Paper Title
BETWEEN “THEM” AND “US”: THE CHANGING REPRESENTATION OF CHINA IN THE HONG KONG PRESS 20 YEARS ON

Abstract
Abstract - This study provides an account of how the representation of China has changed diachronically in the Hong Kong press since the sovereignty transfer in 1997, against the backdrop of Hong Kong’s rapid assimilation into China and the changing political economy of the Hong Kong press. Adopting a corpus-based approach to critical discourse studies, we analyse two corpora of news reports about China in the South China Morning Post,the most prominent liberal English-language broadsheet in Hong Kong, one for 1997-2000 (the three years right after the handover) and the other one for 2015-2018, focusing on keywords, co-occurring patterns, and concordances.
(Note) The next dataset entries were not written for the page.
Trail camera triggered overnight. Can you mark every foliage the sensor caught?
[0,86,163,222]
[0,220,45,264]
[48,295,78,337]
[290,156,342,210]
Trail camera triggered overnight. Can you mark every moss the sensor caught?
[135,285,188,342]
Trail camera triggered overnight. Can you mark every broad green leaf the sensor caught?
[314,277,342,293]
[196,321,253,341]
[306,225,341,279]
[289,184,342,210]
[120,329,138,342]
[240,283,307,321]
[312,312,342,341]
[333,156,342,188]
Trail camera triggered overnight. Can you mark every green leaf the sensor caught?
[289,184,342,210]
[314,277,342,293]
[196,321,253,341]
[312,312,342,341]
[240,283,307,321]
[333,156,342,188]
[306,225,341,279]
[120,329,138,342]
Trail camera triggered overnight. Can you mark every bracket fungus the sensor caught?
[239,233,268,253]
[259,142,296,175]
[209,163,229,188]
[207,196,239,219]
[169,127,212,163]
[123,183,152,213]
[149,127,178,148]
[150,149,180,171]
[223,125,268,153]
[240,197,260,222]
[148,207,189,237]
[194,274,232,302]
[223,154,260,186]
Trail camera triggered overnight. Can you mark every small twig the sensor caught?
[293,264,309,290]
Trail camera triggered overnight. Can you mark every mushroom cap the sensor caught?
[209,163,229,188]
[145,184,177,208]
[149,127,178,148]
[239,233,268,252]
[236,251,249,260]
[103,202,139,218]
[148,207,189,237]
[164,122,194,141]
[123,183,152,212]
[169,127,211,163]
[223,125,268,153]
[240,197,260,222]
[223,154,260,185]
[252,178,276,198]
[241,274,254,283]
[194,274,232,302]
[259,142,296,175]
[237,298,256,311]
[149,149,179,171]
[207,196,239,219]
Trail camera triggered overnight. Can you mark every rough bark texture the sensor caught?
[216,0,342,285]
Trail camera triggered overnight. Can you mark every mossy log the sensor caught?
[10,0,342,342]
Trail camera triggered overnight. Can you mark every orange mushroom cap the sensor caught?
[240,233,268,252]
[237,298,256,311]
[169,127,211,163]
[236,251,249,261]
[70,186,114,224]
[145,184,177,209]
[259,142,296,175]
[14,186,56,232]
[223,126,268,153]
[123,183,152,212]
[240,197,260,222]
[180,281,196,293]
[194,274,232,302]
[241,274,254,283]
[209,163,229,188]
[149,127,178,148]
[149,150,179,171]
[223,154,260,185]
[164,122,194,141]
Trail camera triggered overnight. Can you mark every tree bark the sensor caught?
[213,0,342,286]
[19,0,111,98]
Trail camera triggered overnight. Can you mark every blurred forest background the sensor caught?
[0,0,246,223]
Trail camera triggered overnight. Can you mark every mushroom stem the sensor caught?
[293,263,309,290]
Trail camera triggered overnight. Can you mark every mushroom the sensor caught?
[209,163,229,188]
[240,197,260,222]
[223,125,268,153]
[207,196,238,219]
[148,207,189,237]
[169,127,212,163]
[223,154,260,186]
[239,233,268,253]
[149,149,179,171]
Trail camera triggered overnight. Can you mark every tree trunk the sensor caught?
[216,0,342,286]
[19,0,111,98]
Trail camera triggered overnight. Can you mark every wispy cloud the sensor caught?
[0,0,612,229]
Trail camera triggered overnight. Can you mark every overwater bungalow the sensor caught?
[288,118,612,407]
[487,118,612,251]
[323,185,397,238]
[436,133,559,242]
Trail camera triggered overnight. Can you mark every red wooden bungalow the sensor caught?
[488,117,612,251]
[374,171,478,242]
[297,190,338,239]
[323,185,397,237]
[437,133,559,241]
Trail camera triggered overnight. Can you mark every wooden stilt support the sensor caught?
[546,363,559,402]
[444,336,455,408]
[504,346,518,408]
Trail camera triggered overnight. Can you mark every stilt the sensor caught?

It is found that the corpus for the early post-colonial period is dominated by coverage of human rights and other domestic political issues, very negatively framing China as an authoritarian state and human rights violator. In contrast, the corpus for the recent three years mainly focuses on China’s diplomatic disputes and global power, ambivalently representing China in terms of its global, military and economic power and its military and geopolitical aggression. While the corpus also similarly foregrounds China’s authoritarianism, the negative representation is much subtler and only plays a minimal role. Understanding the findings from a CDS perspective, we attribute the diachronic changes to the newspaper’s changing stance following two ownership changes since the 1990s, China’s rising power, Hong Kong’s economic integration into China, and the wide political-ideological gap between Hong Kong and China.